To provide these necessary nutrients the TRRS re-opened, with the assistance of The Puntledge and Quinsam Hatcheries, a small abandoned DFO facility in Merville and have released up to 2 million pink fry into the Tsolum River each year since 1999.

Eggs are taken each September from Quinsam Hatchery and once these eggs are eyed they are transferred to our little hatchery where volunteers "egg, alevin and fry sit" all winter taking readings, cleaning screens, fixing things, shovelling snow and making sure all is well while these baby fish grow into fry that can be released.

Many of these fry are lost to river predators such as ducks, snakes, trout, mink, otters and seals and many more are lost to ocean survival issues. Many more are lost to commercial fisheries and bycatch. Against all odds some do return to bring those essential nutrients back to the Tsolum River as they spawn and die and their carcasses decompose and "feed" the aquatic ecosystem including bears, eagles, seagulls, and other carnivores. This decomposing material also feeds the microrganisms and insects so important to a healthy watershed.

See "Stocks" in FAQ section. Despite our efforts pink numbers are not stabilizing and we have seen declines in returns over the past six years instead of the hoped for increase. Studies are being desgned to discover why with the help of the Habitat Branch of DFO. This decline has much to do with continuing copper contaminants from the old mine as pinks tend to "avoid" the Tsolum when copper leachate is present.

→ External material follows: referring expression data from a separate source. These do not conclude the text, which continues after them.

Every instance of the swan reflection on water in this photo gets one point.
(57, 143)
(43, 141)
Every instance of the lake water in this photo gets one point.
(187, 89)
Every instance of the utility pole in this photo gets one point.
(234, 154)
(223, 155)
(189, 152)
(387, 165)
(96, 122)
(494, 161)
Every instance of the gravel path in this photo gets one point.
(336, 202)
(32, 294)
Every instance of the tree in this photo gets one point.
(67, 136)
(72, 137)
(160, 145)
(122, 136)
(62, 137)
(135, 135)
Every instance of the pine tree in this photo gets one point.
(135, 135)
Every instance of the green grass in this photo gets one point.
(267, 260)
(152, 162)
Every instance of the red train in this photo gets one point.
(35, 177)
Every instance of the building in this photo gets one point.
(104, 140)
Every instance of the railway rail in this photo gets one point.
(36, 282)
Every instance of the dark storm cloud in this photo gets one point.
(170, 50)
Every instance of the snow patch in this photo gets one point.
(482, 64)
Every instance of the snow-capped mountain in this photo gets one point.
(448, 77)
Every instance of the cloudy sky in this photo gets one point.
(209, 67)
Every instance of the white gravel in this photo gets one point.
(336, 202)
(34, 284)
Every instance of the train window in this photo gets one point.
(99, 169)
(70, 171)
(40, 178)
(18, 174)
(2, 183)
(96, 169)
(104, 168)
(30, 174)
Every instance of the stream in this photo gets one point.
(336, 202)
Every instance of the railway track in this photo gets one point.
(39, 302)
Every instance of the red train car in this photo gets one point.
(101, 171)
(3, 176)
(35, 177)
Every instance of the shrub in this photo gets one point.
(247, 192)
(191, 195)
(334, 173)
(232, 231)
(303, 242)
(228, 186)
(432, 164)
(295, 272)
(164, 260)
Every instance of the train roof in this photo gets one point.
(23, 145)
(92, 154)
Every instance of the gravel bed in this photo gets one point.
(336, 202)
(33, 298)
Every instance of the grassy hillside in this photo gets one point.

We also think that as pinks begin to return to the Comox Harbour they are assaulted by harbour and river habituated seals, have literally no complex habitat within which to hide and rest and, because they are more a "herding" animal than a loyal natal stream species (such as Chinook and Coho) when they begin to swim into our depleted and polluted estuary they regroup and swim back to systems like the Oyster River in large schools.

The Pink Sustainability Project includes therefore, all the other iniatives currently underway with augmentation of low flows, minesite reclamation and Courtenay River restoration and complexing at the top of the list.